The 400-Word Review: Outside the Wire
By Sean Collier
January 19, 2021
A question, the answer of which is known only through Netflix’s eternally secret viewership numbers: What kind of movie are people looking for from the crimson streaming monolith?
The massively powerful company, whose fortunes have only been raised by pandemic-era changes in film viewing, this week trotted out an impressive sizzle reel claiming that they will drop a brand-new movie to North American audiences every Friday in 2021. Yet even after several years as a wholly legitimate arm for movie distribution, the service still doesn’t seem to know what it wants to be.
In short: Is Netflix looking for interesting, remarkable films? Or are they looking for half-watch filler like “Outside the Wire,” their latest new feature?
They certainly put out quite a few movies like “Outside the Wire.” The streamer has an affinity for humorless, kinetic yarns of mild spectacle that mill about in the genre antechamber between action, science fiction and comic-book fare. “Extraction,” “Point Blank,” “Project Power,” “Triple Frontier” — all gun-toting rampages serious as the grave, featuring stars at or near the A-list, designed to be occasionally glanced at over your phone then swiftly forgotten.

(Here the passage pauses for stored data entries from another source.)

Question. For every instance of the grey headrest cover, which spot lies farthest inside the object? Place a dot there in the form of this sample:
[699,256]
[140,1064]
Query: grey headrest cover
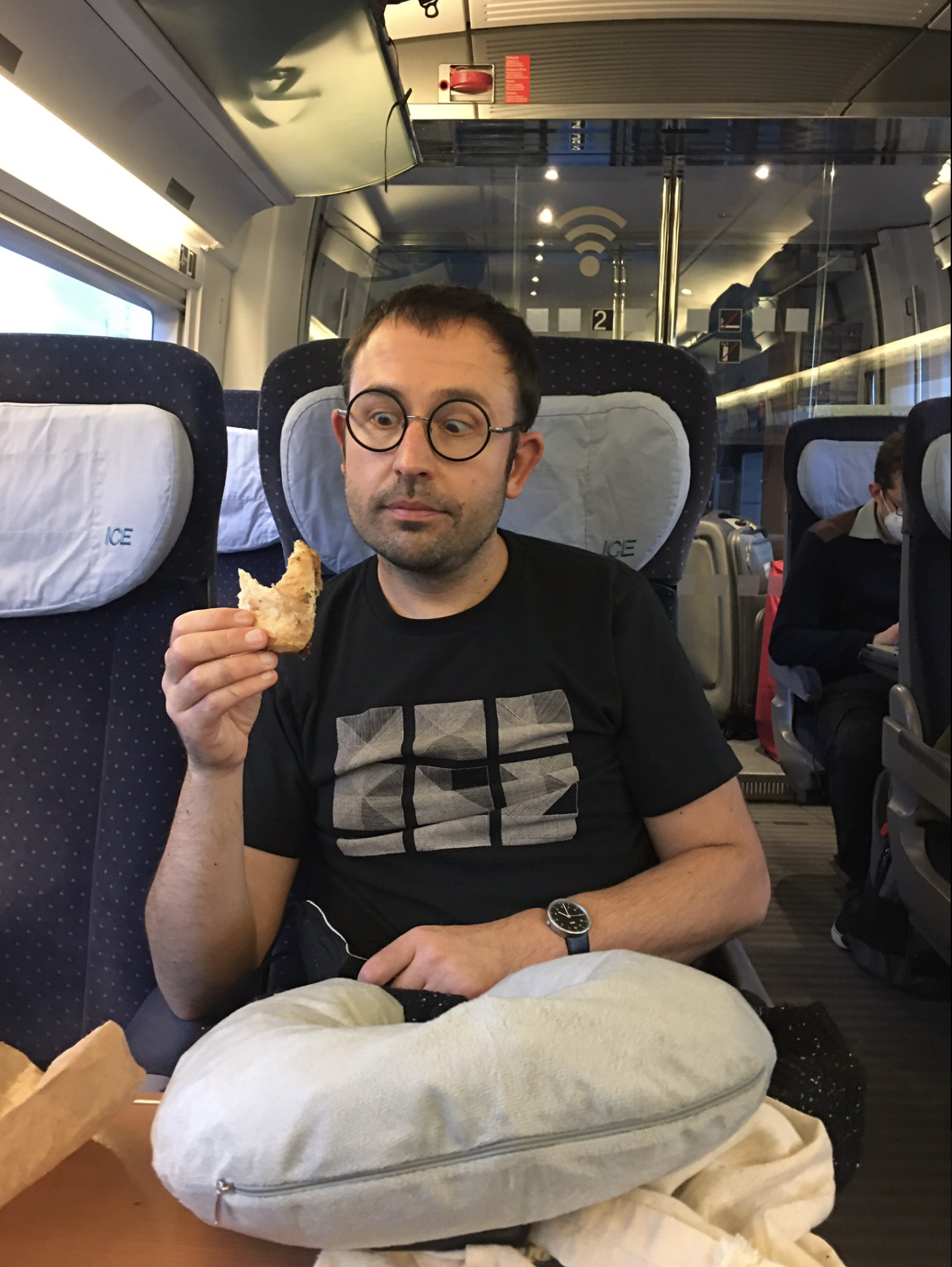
[936,482]
[94,497]
[835,475]
[614,477]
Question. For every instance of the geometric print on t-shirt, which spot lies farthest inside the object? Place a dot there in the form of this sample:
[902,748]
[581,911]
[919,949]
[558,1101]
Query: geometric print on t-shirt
[461,774]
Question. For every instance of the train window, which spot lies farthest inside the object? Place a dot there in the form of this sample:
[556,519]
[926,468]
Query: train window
[38,298]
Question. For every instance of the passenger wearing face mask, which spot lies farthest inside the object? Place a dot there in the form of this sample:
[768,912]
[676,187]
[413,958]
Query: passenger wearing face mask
[842,593]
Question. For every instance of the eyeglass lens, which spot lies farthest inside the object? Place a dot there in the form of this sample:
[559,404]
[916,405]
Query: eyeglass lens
[458,428]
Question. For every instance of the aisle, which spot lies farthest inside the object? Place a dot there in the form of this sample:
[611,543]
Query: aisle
[897,1211]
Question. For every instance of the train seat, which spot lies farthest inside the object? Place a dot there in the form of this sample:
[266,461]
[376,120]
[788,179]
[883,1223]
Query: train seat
[828,466]
[113,466]
[247,534]
[594,488]
[722,601]
[919,704]
[302,475]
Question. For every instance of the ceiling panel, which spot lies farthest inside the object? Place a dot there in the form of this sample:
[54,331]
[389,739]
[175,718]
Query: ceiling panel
[526,13]
[917,79]
[409,22]
[616,69]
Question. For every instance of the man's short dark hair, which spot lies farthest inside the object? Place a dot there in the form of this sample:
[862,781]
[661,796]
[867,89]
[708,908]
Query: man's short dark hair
[429,308]
[889,460]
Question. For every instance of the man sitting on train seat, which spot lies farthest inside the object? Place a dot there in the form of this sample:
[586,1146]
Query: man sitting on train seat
[488,724]
[842,593]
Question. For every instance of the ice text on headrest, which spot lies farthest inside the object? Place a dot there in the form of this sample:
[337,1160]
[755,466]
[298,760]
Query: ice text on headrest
[118,538]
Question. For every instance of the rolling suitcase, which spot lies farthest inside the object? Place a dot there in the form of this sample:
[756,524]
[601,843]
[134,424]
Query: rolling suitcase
[721,614]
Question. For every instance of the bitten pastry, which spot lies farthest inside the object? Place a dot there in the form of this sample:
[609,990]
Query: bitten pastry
[285,611]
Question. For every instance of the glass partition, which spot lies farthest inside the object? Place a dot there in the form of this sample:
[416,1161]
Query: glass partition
[810,275]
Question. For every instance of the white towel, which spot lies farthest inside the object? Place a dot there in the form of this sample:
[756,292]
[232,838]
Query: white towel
[751,1203]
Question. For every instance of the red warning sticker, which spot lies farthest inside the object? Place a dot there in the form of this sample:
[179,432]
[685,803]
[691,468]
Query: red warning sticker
[518,80]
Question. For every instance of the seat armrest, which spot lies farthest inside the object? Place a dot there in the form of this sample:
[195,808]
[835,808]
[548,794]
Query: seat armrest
[799,679]
[921,767]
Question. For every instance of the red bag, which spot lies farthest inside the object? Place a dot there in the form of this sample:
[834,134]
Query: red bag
[766,685]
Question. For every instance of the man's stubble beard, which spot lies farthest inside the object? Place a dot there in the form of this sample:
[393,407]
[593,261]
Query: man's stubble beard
[451,550]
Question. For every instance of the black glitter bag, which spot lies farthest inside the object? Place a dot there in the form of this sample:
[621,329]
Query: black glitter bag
[818,1075]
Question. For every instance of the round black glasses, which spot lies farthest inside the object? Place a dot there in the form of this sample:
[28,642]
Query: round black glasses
[458,430]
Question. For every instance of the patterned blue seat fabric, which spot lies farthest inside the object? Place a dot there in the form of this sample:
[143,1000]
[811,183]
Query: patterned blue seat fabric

This time: It’s the near future, and there’s a muddy war going on in the Ukraine. When drone pilot Thomas Harp (Damson Idris) makes a fatal call from the other side of the planet, he’s punished with some front-line duty working underneath grouchy Captain Leo (Anthony Mackie). He is not informed in advance that Leo is actually a highly convincing cyborg; it’s not until they’re deep into a dangerous mission that Leo reveals that Harp was selected specifically for his tendency to disobey orders and protocol.
Screenwriters Rob Yescombe and Rowan Athale, who simply cannot get enough of making their characters explain what’s going on for the benefit of those at home, at least have the foresight to stretch out the setup. They know that, once the cards are on the table, it’s the same escalating sequence of wartime complications we’ve seen hundreds of times before. Journeyman director Mikael Håfström at least mines some decent Robocop-meets-Jason-Bourne acrobatics out of Leo, but adds little besides.
So what’s it going to be, Netflix? Adventurous films like “The Forty-Year-Old Version” and “I’m Thinking of Ending Things,” or a dozen more “Outside the Wire” clones?
Wait, that’s right: They have billions of dollars. They’re just going to make every kind of movie they possibly can.
My Rating: 4/10
“Outside the Wire” is streaming on Netflix.